Eine Schlauchleitung21 verbindet den Zylinder 5 mit einem pneumatisch betätigten
Relais 27 und dem elektromagnetisch gesteuerten Ventil 10. Das Relais 27
besteht aus einem nicht näher bezeichneten Gehäuse und einer im Inneren desselben
angeordneten, von den Druckschwankungen im Zylinder 5 beeinflußten ?Membran 28.
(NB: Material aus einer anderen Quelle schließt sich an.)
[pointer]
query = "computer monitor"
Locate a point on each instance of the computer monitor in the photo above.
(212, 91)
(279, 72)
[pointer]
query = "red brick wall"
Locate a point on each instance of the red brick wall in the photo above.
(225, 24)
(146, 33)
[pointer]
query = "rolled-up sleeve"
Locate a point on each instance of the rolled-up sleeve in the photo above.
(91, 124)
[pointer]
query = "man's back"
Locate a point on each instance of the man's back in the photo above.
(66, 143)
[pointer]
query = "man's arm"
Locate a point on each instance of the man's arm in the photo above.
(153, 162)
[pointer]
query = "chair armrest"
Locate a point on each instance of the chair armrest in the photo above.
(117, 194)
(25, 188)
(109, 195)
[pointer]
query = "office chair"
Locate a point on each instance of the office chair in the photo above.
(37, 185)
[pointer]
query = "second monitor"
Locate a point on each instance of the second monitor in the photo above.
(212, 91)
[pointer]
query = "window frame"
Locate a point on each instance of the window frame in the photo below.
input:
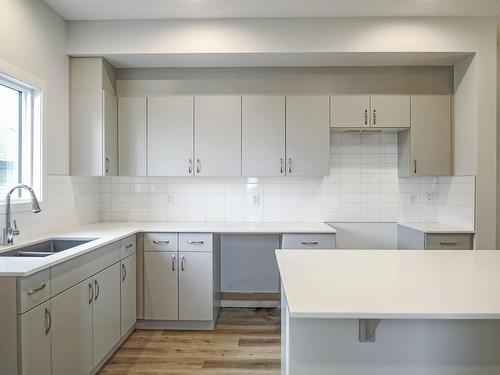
(33, 118)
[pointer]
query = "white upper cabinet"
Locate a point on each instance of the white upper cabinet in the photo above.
(425, 149)
(132, 136)
(93, 112)
(390, 111)
(170, 136)
(350, 111)
(263, 135)
(307, 136)
(217, 140)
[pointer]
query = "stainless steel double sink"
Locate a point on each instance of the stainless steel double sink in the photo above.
(46, 248)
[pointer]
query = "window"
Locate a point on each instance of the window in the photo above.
(20, 130)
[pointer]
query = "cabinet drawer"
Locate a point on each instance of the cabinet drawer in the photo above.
(195, 242)
(308, 241)
(72, 272)
(160, 242)
(452, 241)
(128, 246)
(33, 290)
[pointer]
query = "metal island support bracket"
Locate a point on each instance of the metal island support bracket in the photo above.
(367, 328)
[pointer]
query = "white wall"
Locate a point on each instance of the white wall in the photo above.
(352, 35)
(33, 39)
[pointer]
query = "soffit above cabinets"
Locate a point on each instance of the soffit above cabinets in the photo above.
(155, 9)
(321, 59)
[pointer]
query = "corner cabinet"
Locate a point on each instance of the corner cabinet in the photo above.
(307, 136)
(93, 118)
(132, 136)
(425, 148)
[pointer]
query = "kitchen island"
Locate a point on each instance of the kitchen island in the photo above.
(390, 312)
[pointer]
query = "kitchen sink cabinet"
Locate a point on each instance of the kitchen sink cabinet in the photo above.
(35, 331)
(72, 330)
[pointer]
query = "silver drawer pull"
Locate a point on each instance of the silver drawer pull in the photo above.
(310, 243)
(34, 290)
(448, 243)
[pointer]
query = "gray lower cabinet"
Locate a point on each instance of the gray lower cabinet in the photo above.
(184, 284)
(411, 239)
(72, 330)
(105, 314)
(34, 330)
(128, 294)
(161, 285)
(68, 319)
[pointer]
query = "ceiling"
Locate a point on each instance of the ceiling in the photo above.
(164, 9)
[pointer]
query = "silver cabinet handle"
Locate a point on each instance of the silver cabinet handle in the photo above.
(32, 291)
(48, 321)
(448, 243)
(91, 293)
(97, 290)
(198, 165)
(310, 243)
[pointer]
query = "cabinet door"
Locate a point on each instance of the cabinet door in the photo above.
(217, 143)
(170, 136)
(110, 105)
(35, 340)
(72, 330)
(132, 136)
(128, 294)
(390, 111)
(431, 135)
(195, 286)
(86, 132)
(106, 312)
(350, 111)
(161, 286)
(307, 136)
(263, 135)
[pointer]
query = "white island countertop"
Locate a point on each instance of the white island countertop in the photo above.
(106, 233)
(391, 284)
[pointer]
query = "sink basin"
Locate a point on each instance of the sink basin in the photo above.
(46, 248)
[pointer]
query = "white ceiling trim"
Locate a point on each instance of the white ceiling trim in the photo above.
(177, 9)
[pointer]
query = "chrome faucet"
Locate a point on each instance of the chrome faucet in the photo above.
(10, 231)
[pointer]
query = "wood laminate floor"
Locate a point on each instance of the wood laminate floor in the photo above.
(245, 341)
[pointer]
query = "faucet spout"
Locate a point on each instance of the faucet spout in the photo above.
(9, 232)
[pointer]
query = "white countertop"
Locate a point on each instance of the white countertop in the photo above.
(107, 233)
(436, 228)
(391, 284)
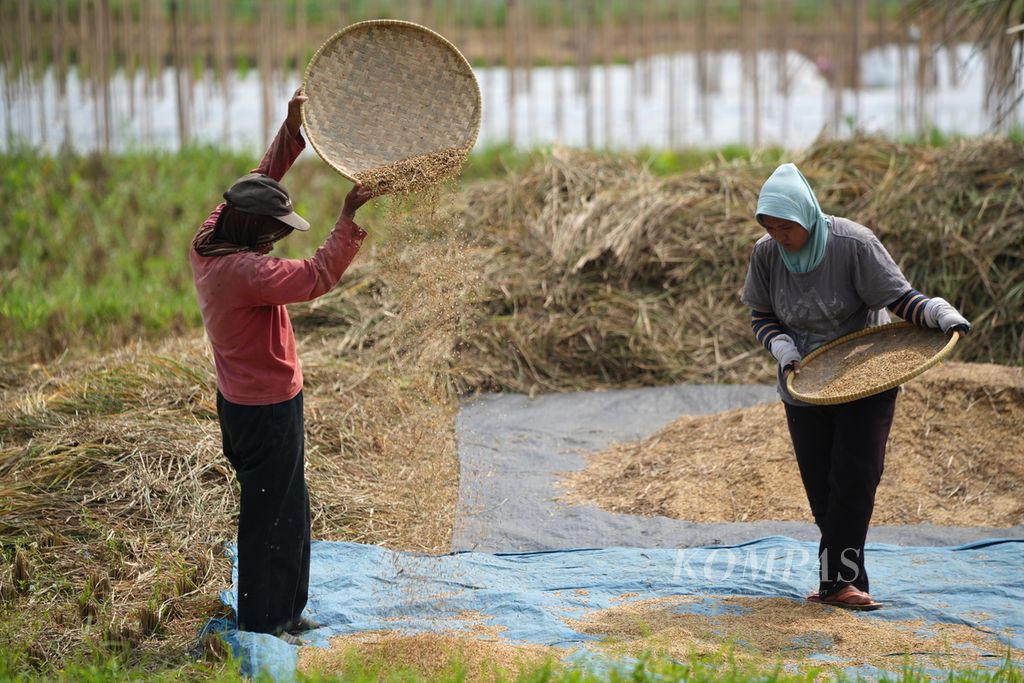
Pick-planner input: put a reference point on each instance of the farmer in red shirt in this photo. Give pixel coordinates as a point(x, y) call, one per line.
point(242, 294)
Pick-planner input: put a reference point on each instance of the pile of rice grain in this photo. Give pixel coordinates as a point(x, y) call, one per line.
point(955, 458)
point(864, 373)
point(429, 654)
point(763, 631)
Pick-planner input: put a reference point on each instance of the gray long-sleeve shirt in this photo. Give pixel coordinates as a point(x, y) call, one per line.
point(848, 291)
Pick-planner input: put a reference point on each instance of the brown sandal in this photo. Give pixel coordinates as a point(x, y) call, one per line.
point(846, 599)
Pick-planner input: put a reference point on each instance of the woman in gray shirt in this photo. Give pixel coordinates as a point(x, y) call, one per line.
point(813, 279)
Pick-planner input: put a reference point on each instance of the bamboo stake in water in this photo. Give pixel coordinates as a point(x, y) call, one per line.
point(838, 59)
point(704, 71)
point(510, 61)
point(556, 10)
point(606, 80)
point(181, 97)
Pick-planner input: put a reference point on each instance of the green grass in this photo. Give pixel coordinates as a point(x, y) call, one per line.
point(94, 248)
point(363, 669)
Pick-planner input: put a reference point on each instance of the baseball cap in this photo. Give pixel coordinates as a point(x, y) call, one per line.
point(262, 195)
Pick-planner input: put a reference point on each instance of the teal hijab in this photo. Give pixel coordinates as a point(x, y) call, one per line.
point(787, 195)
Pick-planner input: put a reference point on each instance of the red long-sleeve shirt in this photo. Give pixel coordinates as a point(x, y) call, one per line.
point(242, 297)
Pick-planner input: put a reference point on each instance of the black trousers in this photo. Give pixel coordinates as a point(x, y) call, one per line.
point(841, 451)
point(265, 445)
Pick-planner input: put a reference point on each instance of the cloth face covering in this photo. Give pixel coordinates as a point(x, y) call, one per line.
point(787, 195)
point(240, 230)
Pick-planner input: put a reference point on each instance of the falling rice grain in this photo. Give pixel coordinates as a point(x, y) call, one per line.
point(414, 174)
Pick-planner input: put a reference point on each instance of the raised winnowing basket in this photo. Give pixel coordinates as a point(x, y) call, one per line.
point(391, 104)
point(867, 363)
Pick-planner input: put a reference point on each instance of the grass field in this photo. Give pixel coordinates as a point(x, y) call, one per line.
point(548, 270)
point(94, 248)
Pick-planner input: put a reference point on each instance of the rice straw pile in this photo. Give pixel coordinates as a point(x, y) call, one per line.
point(582, 271)
point(596, 273)
point(955, 458)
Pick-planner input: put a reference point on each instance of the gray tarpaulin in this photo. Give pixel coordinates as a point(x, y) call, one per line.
point(513, 449)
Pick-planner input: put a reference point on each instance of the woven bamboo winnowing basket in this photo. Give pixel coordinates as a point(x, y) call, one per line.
point(867, 363)
point(382, 91)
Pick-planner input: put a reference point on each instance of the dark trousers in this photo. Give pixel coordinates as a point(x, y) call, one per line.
point(265, 445)
point(841, 451)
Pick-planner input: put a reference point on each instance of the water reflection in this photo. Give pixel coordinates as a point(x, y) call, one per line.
point(653, 102)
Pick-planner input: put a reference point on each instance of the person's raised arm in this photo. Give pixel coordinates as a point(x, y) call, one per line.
point(769, 331)
point(288, 143)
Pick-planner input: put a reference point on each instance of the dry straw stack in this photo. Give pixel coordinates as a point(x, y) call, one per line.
point(582, 271)
point(595, 272)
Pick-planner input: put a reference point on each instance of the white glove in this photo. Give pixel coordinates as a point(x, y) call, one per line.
point(784, 350)
point(940, 313)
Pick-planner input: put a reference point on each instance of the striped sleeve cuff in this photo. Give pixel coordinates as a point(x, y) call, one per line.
point(910, 307)
point(766, 327)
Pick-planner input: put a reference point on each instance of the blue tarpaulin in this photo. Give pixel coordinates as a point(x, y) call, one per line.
point(355, 588)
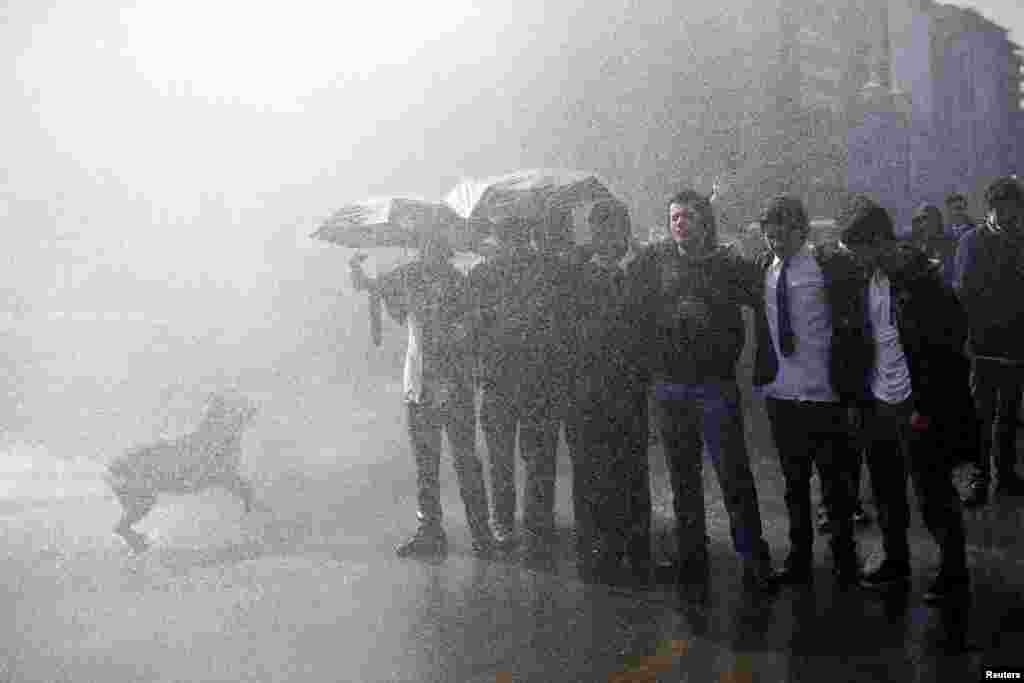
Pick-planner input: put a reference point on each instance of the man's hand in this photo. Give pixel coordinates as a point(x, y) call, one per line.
point(692, 309)
point(359, 280)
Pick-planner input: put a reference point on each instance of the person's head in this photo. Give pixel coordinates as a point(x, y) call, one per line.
point(784, 225)
point(956, 207)
point(512, 233)
point(866, 228)
point(609, 225)
point(1005, 200)
point(926, 226)
point(435, 250)
point(691, 221)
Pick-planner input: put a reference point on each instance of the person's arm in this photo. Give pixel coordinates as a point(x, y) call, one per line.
point(388, 287)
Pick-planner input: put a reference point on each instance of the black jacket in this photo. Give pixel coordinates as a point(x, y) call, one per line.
point(609, 337)
point(683, 352)
point(932, 330)
point(852, 351)
point(520, 327)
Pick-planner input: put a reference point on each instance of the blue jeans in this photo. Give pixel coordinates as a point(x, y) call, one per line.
point(709, 415)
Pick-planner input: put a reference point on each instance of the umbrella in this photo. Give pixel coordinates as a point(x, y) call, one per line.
point(392, 221)
point(530, 195)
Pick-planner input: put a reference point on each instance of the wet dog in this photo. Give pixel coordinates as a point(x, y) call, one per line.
point(207, 458)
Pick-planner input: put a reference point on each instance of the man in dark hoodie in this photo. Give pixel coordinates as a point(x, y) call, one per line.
point(989, 281)
point(811, 364)
point(429, 297)
point(610, 483)
point(919, 401)
point(521, 357)
point(696, 287)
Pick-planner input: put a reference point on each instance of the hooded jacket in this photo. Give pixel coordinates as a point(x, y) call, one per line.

Diese dient zur Steuerung der Kontakte 29 zur öffnung oder Schließung eines für
die Steuerung des Ventils 10 vorgesehenen Stromkreises. Ein Schalter 30 erlaubt
die Außerbetriebsetzung des pneumatisch betätigten Relais 27, und ein Druckknopfschalter
31 gestattet das willkürliche Absenken der Stromabnehmerstange 1 vom Führersitz
des Fahrzeuges aus. Mit 32 ist ein Relais für die Steuerung des Senkens des Stromabnehmers
bei Ausfall der Fahrdrahtspannung und mit 33 ist ein Solenoid für die Betätigung
des Ventils 10 bezeichnet. Die Stellschraube 34 erlaubt die Regelung der
durch die Leitung 35 ins Freie strömenden Luftmenge.
Die Wirkungsweise
der beschriebenen Vorrichtung ist folgende: Wenn der Gleitkontakt 2 den Fahrdraht
3 verläßt, dann verschiebt sich der Kolben 7 im Zylinder 5 nach links und preßt
die Luft in der Schlauchleitung 21 zusammen. Das Ventil 10 befinde sich noch in
der in Fig. 1 gezeichneten Stellung. Die komprimierte Luft kann dann unter Überwindung
des durch die Stellschraube 34 hervorgerufenen Strömungswiderstandes durch die Leitung
35 ins Freie treten. Der Strömungswiderstand verursacht ein Ansteigen des Luftdruckes
im pneumatisch betätigten Relais 27 und dadurch eine Schließung des Stromkreises
durch die sich gegen die Kontakte 29 anlegende Membran 28. Das Solenoid 33 wird
dadurch erregt und steuert das Ventil 10 so, daß zwischen dem Druckluftbehälter
26 und dem Zylinder 5 eine Verbindung hergestelllt ist. Dies bewirkt eine Verschiebung
des Kolbens 7 nach rechts und damit ein Senken des Stromabnehmers. Dieser bleibt
so lange in seiner abgesenkten Lage, wie das Ventil 10 infolge Schließung der Kontakte
29 durch die Membran 28 des pneumatisch betätigten Relais 27 unter dem Einfluß des
erregten Solenoides 33 bleibt. Das Ventil 10 kehrt in seine in Fig. 1 dargestellte
Anfangslage zurück, und der Zylinder 5 kann sich ins Freie entleeren, sobald der
das Solenoid 33 speisende Stromkreis beispielsweise mit Hilfe des Schalters 30 geöffnet
wird.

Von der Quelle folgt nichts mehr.